There are few things that a facility manager isn't involved with at one point or another. Office too warm? Call the facility manager. Concerned about lighting in the parking structure? Call the facility manager. Worried that an alarm will be triggered when an employee comes in on the weekend? Call the facility manager.
"The facility manager is the one-stop person," says Robert Solomon, division manager for Building and Life Safety Codes at the National Fire Protection Association. "It's the person you go to if the elevator isn't working right or the cleaning folks didn't come by. When the office is too cold, the tenant doesn't call the HVAC contractor. The tenant calls the facility manager and the facility manager calls someone. They are the link to management, the tenants and the folks who come into the building."
Fire/life safety is perhaps the most important area in which a facility manager is involved, and it requires the individual to have some knowledge about a wide range of topics, including operational considerations, testing and inspection requirements and policies and procedures. Specifically, experts note that a facility manager needs to know at least a little bit about the sprinkler system and the fire alarm system and have some knowledge about fire drills, emergency planning, housekeeping and storage practices, as well as a building's fire egress features. The individual also needs to make sure the various systems are regularly inspected and tested, and that they meet local codes and regulations.
"In many organizations, there may not be another internal fire safety professional or another internal life safety professional," David Stymiest, senior consultant for compliance and facilities management with Smith Seckman Reid Inc., says via email. "As a result, this role falls to the FM, who must continue to become more of a generalist."
Every building should have a written, comprehensive fire/life safety plan. In fact, having a plan, reviewing it and testing it are some of the best practices a facility manager can have. Documenting all testing procedures is particularly important, says Chris Jelenewicz, engineering program manager, Society of Fire Protection Engineers. After a fire, for example, steps will be taken to determine why it occurred and whether any mistakes were made.
"I don't want to be the facility manager who doesn't have his 'i's dotted," he says. "They will ask whether you tested the fire alarm in accordance with standards and, if you don't have documentation, you'll be in trouble.

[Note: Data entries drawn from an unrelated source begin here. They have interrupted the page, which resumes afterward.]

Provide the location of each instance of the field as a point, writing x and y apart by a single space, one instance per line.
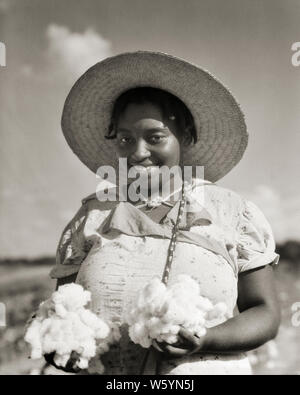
23 285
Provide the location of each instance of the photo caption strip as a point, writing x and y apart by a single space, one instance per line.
2 315
2 54
295 59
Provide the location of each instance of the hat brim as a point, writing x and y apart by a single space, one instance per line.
221 130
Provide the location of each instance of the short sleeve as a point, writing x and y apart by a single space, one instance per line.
255 244
72 248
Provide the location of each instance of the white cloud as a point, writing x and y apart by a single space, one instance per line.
282 213
72 53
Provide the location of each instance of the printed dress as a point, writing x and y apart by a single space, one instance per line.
116 249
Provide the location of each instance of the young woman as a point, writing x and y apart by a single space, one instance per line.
156 111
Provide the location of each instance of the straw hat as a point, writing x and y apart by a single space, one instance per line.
219 121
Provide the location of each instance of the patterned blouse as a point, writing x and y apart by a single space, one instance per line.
116 249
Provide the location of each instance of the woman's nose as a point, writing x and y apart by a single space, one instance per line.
141 151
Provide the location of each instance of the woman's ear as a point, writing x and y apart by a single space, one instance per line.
187 138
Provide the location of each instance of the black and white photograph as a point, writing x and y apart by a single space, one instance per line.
149 190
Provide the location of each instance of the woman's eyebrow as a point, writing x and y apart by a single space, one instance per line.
150 130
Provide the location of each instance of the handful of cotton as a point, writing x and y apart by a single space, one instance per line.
62 324
159 311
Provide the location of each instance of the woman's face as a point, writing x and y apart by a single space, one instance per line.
146 139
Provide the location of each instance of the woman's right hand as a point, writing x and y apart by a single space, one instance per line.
70 366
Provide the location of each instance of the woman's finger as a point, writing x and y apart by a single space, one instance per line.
188 336
176 352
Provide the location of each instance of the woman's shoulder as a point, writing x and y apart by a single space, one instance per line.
210 193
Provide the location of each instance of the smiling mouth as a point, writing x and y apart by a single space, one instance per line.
143 168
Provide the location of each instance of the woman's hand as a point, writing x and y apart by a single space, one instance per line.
187 344
70 366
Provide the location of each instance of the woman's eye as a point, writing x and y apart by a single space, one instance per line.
125 140
155 139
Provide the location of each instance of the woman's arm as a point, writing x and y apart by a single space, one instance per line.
66 280
257 322
259 316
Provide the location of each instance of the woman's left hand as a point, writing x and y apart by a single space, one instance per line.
187 344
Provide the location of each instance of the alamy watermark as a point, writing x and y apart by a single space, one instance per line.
147 183
295 59
296 316
2 54
2 315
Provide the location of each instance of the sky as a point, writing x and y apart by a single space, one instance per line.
245 43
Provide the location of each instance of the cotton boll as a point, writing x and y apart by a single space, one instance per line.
158 312
219 310
62 325
61 360
60 310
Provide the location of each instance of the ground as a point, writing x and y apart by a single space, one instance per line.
24 285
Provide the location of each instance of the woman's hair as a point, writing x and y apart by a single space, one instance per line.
170 105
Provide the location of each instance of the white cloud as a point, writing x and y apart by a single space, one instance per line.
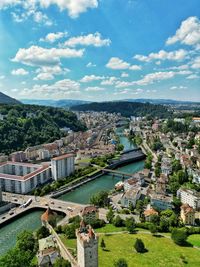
59 89
163 55
44 76
74 7
48 72
195 64
188 33
38 56
53 37
180 87
88 40
193 76
94 89
20 71
90 65
116 63
124 75
90 78
110 81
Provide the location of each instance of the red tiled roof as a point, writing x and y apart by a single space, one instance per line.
64 156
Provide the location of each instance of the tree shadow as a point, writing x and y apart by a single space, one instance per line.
106 250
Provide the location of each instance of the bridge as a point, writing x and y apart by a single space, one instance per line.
69 209
117 173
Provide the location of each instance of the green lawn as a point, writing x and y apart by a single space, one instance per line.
194 240
162 252
69 243
109 228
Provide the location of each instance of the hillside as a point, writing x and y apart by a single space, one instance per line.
65 103
26 125
126 109
4 99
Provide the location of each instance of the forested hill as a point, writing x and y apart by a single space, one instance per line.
4 99
126 109
25 125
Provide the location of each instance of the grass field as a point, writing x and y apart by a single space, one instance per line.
194 240
162 252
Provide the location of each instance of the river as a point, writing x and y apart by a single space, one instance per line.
31 221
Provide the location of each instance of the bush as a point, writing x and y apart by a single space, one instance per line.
139 246
120 263
179 236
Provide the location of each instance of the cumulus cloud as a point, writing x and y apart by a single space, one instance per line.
49 72
94 89
58 89
90 65
188 33
163 55
74 8
88 40
39 56
195 64
110 81
53 37
91 78
180 87
124 75
20 71
193 76
116 63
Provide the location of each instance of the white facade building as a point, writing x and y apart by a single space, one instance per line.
190 197
87 247
62 166
21 178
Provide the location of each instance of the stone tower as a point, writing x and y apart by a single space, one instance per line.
87 246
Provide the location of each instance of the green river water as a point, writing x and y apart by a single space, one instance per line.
82 194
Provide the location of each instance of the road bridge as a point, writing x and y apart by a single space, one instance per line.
69 209
117 173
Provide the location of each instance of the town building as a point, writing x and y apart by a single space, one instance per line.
87 246
187 214
18 156
148 213
23 177
161 202
130 197
89 213
48 252
190 197
62 166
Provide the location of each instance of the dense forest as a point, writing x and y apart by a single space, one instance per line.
5 99
126 109
25 125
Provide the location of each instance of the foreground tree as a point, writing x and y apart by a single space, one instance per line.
60 262
42 232
120 263
139 246
103 244
179 237
130 225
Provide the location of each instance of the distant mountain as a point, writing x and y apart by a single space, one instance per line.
54 103
5 99
161 101
126 109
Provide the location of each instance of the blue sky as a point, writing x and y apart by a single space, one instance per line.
100 49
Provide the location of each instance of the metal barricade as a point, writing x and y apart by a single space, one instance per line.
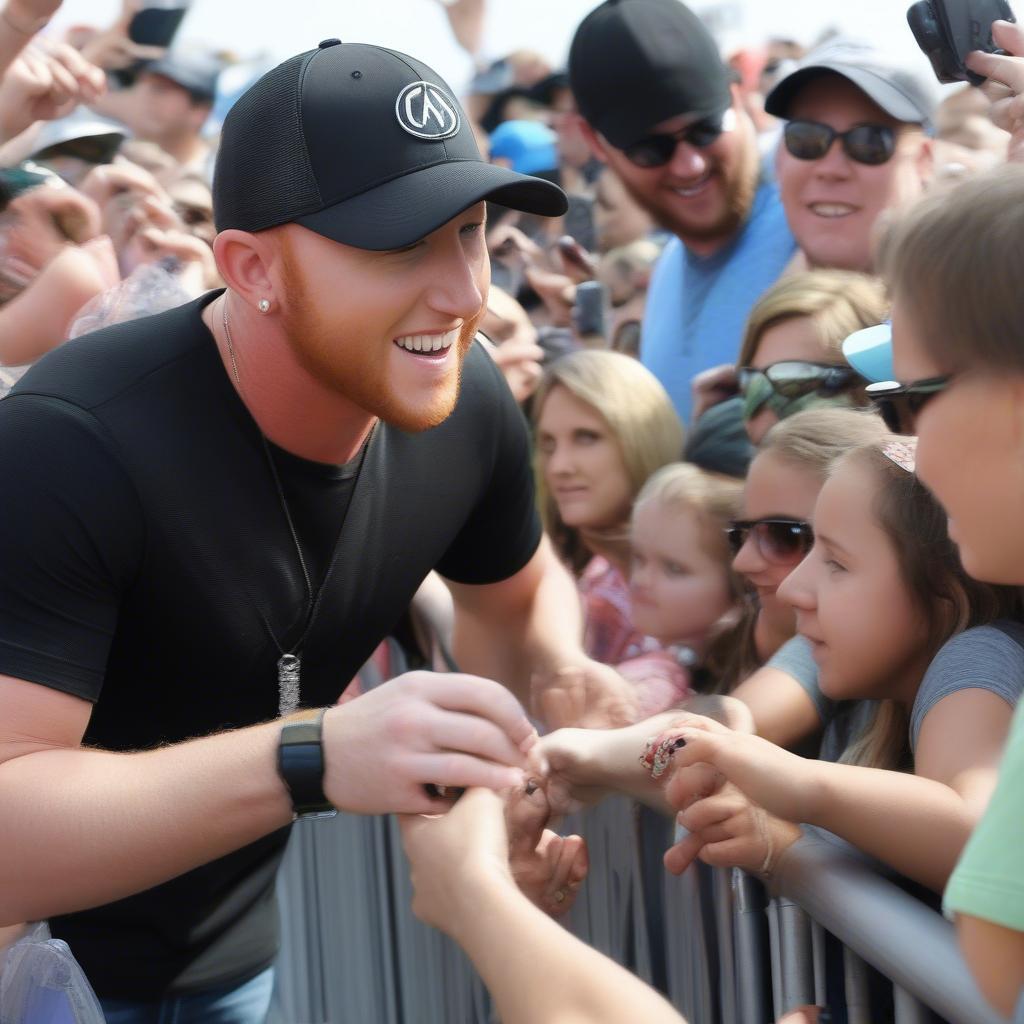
352 950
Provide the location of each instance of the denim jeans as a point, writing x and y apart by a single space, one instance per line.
245 1004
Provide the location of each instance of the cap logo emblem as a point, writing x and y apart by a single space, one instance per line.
426 113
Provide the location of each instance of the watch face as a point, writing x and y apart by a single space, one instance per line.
300 764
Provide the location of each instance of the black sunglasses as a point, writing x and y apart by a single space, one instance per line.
870 144
656 151
795 378
898 404
779 541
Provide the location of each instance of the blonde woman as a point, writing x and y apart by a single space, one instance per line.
603 425
792 355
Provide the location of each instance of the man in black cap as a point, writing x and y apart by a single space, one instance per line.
664 112
213 515
855 145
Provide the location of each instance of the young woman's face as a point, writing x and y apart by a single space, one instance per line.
971 455
679 590
851 602
582 463
775 488
796 338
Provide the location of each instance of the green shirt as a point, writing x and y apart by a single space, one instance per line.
988 881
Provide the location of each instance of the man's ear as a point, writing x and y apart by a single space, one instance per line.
925 161
244 261
597 144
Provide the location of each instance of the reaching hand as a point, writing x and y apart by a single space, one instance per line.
727 829
590 695
382 749
45 82
782 782
549 868
1006 83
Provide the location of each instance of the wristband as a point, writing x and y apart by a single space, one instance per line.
300 764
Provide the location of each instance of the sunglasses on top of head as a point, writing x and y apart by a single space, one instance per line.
796 378
898 404
657 150
780 541
871 144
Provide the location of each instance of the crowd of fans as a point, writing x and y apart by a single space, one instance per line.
757 246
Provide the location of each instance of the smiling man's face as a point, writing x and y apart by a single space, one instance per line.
834 204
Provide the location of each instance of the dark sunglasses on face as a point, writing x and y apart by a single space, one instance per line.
898 404
779 541
656 151
795 378
870 144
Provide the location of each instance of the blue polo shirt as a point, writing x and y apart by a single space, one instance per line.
697 306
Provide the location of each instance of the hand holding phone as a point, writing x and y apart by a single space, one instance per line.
1005 83
948 30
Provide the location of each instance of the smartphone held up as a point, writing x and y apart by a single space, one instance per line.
948 30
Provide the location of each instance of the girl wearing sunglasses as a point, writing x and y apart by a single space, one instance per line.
792 355
894 622
953 266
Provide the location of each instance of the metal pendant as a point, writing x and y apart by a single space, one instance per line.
288 683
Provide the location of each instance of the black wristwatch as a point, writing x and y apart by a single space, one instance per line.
300 764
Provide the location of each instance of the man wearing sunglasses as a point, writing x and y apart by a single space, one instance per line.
854 145
663 111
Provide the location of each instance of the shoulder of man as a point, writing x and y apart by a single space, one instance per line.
99 366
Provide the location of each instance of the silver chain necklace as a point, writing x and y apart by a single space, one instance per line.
290 663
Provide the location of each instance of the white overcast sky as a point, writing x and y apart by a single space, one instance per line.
281 28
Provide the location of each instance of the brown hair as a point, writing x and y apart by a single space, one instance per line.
954 261
837 302
949 600
638 412
815 438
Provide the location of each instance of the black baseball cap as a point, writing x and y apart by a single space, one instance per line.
634 64
361 144
900 91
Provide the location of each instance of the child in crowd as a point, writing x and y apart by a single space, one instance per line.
792 356
892 617
683 593
603 424
780 699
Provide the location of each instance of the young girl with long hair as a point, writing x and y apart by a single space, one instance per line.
892 617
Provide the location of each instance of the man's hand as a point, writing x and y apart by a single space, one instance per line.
548 868
382 749
590 695
1006 83
781 782
45 83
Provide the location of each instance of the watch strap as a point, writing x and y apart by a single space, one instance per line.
300 764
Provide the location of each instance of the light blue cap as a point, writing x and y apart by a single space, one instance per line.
870 352
528 145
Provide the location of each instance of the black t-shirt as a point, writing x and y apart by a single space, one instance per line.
145 554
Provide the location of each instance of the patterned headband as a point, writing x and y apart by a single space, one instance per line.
903 453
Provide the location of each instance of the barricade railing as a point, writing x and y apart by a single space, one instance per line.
721 948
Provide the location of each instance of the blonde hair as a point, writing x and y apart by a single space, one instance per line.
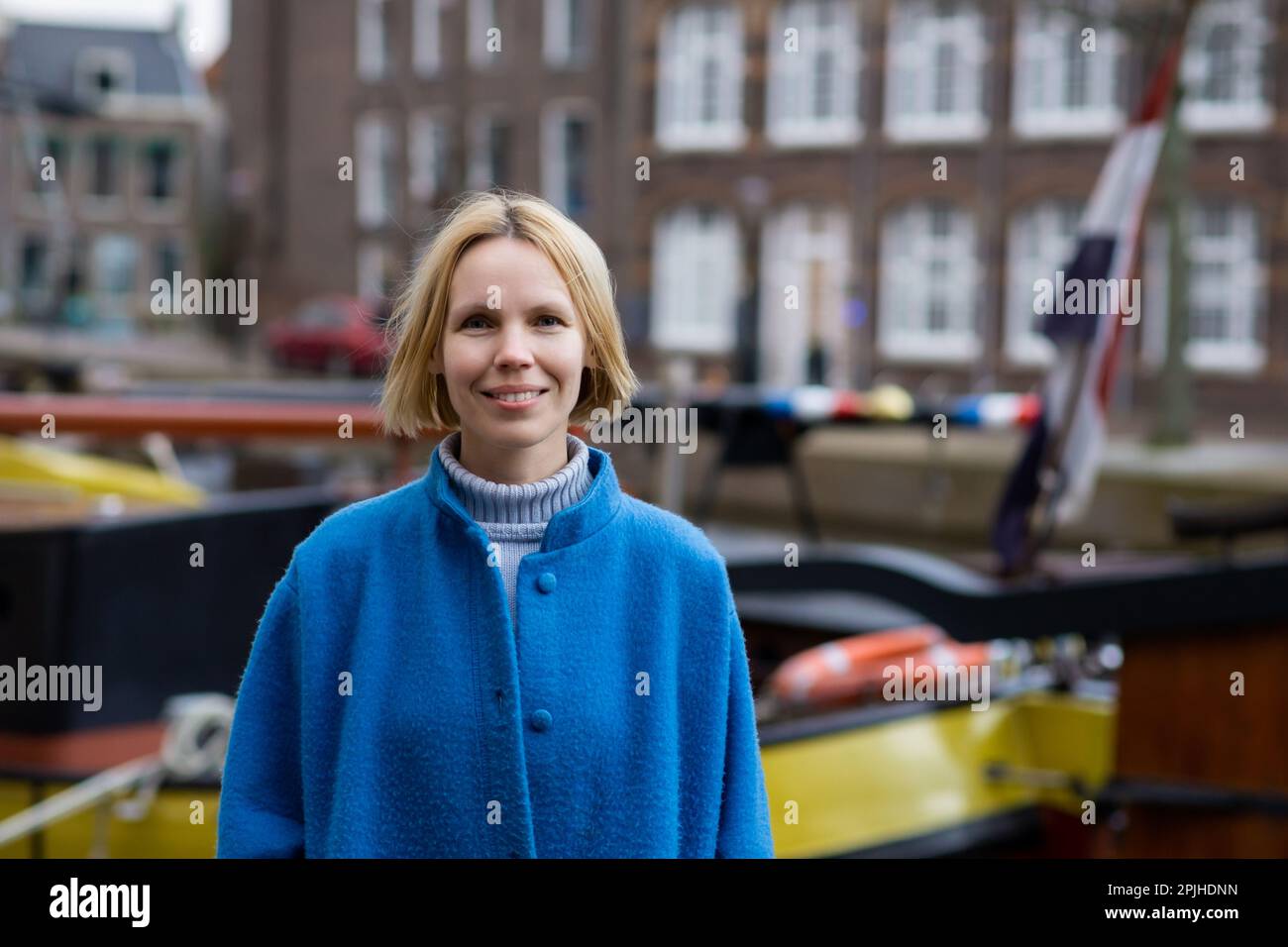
413 397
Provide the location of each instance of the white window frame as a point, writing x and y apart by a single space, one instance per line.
1243 354
696 281
795 239
909 247
686 47
481 17
1250 108
913 37
373 39
426 154
1043 38
793 75
426 38
555 48
374 146
1037 248
478 167
374 263
554 151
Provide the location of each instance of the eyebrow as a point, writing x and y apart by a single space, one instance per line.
468 308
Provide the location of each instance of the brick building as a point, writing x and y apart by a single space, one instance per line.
103 136
763 172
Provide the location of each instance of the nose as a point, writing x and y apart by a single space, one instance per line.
513 350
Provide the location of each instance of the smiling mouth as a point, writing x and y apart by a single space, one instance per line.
516 398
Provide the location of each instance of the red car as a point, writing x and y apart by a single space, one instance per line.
339 335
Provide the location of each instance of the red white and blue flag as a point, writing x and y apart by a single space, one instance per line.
1061 459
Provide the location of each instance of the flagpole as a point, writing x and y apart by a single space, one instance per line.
1051 476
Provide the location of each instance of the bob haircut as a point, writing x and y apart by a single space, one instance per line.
413 397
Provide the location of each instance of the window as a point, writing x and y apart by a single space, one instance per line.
54 147
927 283
699 77
426 52
696 274
103 71
1059 86
34 266
1227 289
160 165
1225 65
565 158
811 90
426 157
375 266
115 261
934 71
374 171
1042 241
104 166
489 154
567 34
482 21
803 339
168 260
373 40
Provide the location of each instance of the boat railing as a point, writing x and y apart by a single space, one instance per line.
193 748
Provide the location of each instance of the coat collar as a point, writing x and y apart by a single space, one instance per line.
571 525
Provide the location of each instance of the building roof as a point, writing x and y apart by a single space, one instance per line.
46 58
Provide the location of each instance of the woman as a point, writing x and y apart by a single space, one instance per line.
509 656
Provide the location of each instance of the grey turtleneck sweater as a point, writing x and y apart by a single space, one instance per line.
514 515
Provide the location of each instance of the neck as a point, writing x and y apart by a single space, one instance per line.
514 467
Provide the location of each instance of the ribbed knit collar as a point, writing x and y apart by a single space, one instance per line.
488 501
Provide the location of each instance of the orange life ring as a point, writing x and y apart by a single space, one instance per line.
854 669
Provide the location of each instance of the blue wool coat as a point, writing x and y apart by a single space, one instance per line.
389 709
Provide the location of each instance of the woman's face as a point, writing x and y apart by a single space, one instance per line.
511 324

So document the testing procedures in as much detail as possible and consult an expert."
In addition, a comprehensive plan needs to reflect changes made to a structure, such as an expansion or a change of use, Jelenewicz says. The changes could be as simple as turning an office into a conference room or as complex as having people work in an area that was previously used for storing chemicals.
"Most facilities change over time — the occupancy, the nature of the people in the building, the size — so plans should be adopted for those changes as the changes occur," adds Carl Baldassarra, executive vice president for The RJA Group Inc.
Having an evacuation plan as part of a fire/life safety plan is a crucial operational consideration, as is practicing the plan with a building's staff and day-to-day occupants. While it sounds simple, Jelenewicz notes that evacuating certain structures, such as a high-rise building or an arena, can be more complex than evacuating others. A facility manager needs to know how everyone — staff, tenants and visitors — should respond. The facility manager should also identify the roles for the staff, particularly in buildings that people don't typically occupy each day, Jelenewicz says.